Chicken Pot Pie
I learned to make on the fly chicken pot pie working at Delfina. We often had some leftover chicken and veggie odds and ends around and this was a delicious way to get staff meal on the table for our crew before the restaurant doors opened. I promise it’s the most streamlined version possible. I know it looks like a lot of text, but it’s just because there are a lot of options. I rarely measure, so don’t get too hung up about the quantities. I also like to serve this with a salad with an acidic vinaigrette, since it’s pretty rich.
Recipe
Yield: 4 servings
¼ cup (half a stick) butter
½ medium yellow onion, chopped
2-3 ribs celery, finely chopped
2-3 carrots, chopped
½ lb potatoes, any kind, cut in half-inch cubes
1 lb boneless, skinless chicken breasts or thighs, cut into one inch pieces (or you could use rotisserie or any other cooked chicken)
¼ cup all purpose flour 3-4 cups chicken broth or water mixed with Better Than Bouillon
1 cup frozen peas
½ cup flat leaf parsley, chopped
1 or 2 packages frozen pie dough or puff pastry
Instructions
Pull your pastry out of the freezer and put it on the counter to thaw.
Make the filling: In a large pot or dutch oven, heat the butter over medium heat until it’s melted. Add the onions, carrots, celery, and potatoes along with a big pinch of salt. Cook until the onion is translucent and the vegetables have softened a bit, about 7 or 8 minutes. If you’re using raw chicken, add it here, turn the heat up a bit and cook until it’s opaque, but don’t worry too much about whether it’s cooked through (it’s going to get cooked in the broth and again in the oven). If you’re using already cooked chicken, hold off on adding it for a minute, add the flour, and mix it up so it’s evenly distributed and starts to toast up a little. Add the broth, starting with three cups. You want the chicken and veggies to be just submerged. Add more as needed. If you’re using cooked chicken, add that in here with the broth. Give everything a stir, bring to a strong simmer, and let it bubble for a minute until the sauce is creamy and has thickened. Turn off the heat and stir in the peas and the parsley.
You have some options at this point. You can pop the filling in the fridge and assemble the pie later in the day or within the next few days.

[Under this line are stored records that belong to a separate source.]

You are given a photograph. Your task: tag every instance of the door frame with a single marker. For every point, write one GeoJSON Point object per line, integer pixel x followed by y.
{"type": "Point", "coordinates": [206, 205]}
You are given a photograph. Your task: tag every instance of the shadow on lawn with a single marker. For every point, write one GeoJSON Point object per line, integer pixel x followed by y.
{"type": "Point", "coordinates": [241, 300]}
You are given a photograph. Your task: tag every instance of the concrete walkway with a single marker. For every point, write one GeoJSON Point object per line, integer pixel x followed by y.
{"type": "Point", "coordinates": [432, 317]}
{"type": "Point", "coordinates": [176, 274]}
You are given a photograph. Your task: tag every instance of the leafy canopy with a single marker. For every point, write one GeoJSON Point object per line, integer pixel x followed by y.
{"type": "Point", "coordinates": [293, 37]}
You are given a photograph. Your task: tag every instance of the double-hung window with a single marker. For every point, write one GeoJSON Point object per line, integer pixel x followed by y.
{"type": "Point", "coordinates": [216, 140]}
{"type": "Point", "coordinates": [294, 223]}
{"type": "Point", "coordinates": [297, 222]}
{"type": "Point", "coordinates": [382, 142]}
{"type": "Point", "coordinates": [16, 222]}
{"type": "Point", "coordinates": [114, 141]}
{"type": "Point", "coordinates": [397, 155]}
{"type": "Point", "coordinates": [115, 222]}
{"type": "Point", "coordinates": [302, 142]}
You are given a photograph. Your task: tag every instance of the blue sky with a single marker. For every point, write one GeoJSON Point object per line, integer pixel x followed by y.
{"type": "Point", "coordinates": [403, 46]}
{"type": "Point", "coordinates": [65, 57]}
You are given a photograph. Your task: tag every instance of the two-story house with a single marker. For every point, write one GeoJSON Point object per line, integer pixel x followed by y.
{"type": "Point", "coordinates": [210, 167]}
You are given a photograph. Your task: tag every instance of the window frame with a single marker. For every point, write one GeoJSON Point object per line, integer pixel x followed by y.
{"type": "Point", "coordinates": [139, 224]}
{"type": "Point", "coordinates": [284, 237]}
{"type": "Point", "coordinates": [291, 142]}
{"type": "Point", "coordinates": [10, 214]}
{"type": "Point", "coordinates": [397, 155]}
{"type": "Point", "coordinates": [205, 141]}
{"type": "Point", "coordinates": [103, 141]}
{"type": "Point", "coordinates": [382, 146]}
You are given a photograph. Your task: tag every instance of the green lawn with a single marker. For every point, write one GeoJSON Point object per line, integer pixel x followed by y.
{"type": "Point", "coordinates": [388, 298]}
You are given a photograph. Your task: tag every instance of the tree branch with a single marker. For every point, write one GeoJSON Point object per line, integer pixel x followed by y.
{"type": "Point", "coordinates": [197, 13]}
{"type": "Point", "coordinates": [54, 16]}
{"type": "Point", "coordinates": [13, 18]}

You can put it in containers and freeze it for a great dinner some other night
To assemble the pies: If you’re making the pie right away, let the filling cool slightly. You can make the pie in whatever pan you have. A standard pie plate is the easiest. Line the bottom with a round of parchment paper, lay one crust down, add the filling, top with the other, press the edges down, cut a few slits in the top (or cute shapes!). Brush with egg wash if you’d like it to be a little more golden on top. I’ve also made individual pies in mini loaf pans, I’ve used muffin tins, I’ve put the filling in oven safe bowls and just topped them with a round of puff pastry (not my family’s favorite, they like more pastry). In the spirit of making this quick and easy, I’m never too fussy about how neat it is, I just cut the pastry with scissors however I think it will fit best and call it a day. It’s always delicious and no one complains. Once the pie is assembled you can pop it back in the fridge or freezer until you’re ready to bake or bake it right away.
To bake: preheat your oven to 375 and bake for 45ish minutes for a standard pie, less for smaller ones until the pastry is golden brown throughout and the filling is bubbly. AND if you fill your pie and have leftover filling, freeze it for another time!